In August of 2011, the following was added AFTER 2-7-2 and this not only gives the City
Council authority to refinance but says the City Council should look for opportunities to
refinance. Title I, Chapter 9, Item E states “The City Council shall review at least annually all
outstanding debt obligations of the City to evaluate possible savings to be attained from
refunding existing debt. However, it shall be policy that opportunities for refunding the City’s
debt obligations should be pursued any time it is financially advantageous to do so, (Ord. 1445,
8-9-2011)
If the bond counsel is unable to render a validity opinion in connection with refunding
obligations of one million dollars ($1,000,000.00) or more, as defined under Nevada Revised
Statutes, refinancing existing City debt should be at the discretion of the electors of Boulder
City.
Vote NO on this ballot question 2!
(Submitted by the Ballot Question Committee as provided for in NRS 295.217)

REBUTTAL TO ARGUMENT AGAINST PASSAGE

The arguments against this question are weak. It is true that the bond counsel informed the BC City
Council they were unsure about refinancing existing debt based on current law. The bond counsel is paid
to consider all current laws to reach its decision. Laws based on citizen ballot initiatives must be treated
like all other laws on the books (Boulder City Charter, Article X, Section 102(1)). The bond counsel
can’t simply decide to favor one law over another. In their opinion, the law “restricts” them from
recommending refinancing. The uncertainty created by Section 2-7-2 should be clarified so the bond
counsel and the City Council can understand the intent of the voters.

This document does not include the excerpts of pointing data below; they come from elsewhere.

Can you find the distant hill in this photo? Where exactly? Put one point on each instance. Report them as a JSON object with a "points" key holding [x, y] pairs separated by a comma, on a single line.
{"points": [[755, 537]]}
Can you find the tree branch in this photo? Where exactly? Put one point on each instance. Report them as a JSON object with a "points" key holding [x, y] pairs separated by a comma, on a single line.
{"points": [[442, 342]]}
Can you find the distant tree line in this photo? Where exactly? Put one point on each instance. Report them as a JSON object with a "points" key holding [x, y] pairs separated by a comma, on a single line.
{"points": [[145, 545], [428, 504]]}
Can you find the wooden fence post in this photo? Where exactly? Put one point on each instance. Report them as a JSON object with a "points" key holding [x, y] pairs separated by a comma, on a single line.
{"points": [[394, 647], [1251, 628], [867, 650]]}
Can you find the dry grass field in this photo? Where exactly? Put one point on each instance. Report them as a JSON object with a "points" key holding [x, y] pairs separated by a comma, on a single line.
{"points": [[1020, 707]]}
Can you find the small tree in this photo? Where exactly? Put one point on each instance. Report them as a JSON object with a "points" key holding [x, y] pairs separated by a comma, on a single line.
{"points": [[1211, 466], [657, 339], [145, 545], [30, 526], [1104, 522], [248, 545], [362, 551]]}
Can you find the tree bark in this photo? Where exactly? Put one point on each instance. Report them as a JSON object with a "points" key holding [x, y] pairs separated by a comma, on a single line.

Why does the City Council want to refinance debt? Anyone who has borrowed money to later find
“economies,” such as a better interest rates or fee structures, realizes the cost savings. The City Council
is required to look for better deals on borrowed money (Ord. 1445, 8-9-2011). Right now they can only
refinance when the amount is less than one million dollars ($1,000,000.00). A ‘yes’ vote will allow the
city to save money on interest and fees while leaving the power to take on large new debts in voters’
hands.

(Submitted by the Ballot Question Committee as provided for in NRS 295.217)

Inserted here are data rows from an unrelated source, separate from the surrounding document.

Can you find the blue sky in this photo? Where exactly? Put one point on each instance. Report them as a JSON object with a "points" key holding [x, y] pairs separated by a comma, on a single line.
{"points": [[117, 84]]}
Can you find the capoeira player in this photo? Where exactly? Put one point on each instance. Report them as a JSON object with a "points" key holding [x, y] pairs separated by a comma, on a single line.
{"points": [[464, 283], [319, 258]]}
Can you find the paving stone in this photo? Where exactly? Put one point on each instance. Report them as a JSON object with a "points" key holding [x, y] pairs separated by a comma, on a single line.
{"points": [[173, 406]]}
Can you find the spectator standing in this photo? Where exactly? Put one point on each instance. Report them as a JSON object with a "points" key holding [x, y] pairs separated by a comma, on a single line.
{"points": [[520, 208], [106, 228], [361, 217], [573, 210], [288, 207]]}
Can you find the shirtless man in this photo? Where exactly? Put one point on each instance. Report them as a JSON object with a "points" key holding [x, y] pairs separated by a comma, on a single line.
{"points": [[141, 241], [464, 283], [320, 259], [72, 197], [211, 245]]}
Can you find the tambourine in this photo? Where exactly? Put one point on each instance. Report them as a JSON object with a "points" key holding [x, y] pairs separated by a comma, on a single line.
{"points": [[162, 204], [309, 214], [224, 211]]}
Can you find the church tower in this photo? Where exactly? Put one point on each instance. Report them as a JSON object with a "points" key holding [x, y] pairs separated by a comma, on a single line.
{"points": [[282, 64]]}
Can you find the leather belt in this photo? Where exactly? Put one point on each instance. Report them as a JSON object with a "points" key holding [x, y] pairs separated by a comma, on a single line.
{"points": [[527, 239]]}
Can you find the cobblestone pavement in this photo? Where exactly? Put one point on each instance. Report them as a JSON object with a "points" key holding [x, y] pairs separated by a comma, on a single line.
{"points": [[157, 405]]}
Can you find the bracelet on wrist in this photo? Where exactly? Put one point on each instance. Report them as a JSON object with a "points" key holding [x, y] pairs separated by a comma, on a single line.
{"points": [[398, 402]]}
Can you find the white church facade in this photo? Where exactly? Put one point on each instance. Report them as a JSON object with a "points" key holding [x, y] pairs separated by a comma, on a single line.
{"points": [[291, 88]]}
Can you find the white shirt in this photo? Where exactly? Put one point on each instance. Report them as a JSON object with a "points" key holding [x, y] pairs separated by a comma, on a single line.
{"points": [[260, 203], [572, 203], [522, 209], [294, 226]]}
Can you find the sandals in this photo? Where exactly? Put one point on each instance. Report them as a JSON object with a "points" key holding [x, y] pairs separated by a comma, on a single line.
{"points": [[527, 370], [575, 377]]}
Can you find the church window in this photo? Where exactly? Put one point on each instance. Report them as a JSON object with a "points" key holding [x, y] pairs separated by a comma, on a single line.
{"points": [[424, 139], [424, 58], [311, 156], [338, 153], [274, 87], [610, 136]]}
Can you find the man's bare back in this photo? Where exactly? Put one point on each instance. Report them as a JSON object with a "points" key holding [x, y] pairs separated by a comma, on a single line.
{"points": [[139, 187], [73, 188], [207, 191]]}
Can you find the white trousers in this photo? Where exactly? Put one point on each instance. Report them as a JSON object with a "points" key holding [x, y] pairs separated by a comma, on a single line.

ANTICIPATED FINANCIAL EFFECT
This Ballot Question does not propose (i) a new tax, fee or expense, or (ii) the increase of an
existing tax, fee or expense. Depending on market conditions, a “yes” vote could result in
interest rate savings without the approval of the electors of Boulder City should the city and its
agencies and enterprises incur refunding debt obligations to refinance existing debt obligations as
authorized by the Ballot Question; however, the anticipated financial effect of a “yes” vote
cannot be determined at this time. The anticipated financial effect of a “no” vote would prohibit
interest rate savings with respect to existing debt obligations of the city and its agencies and
enterprises without the approval of the electors of Boulder City.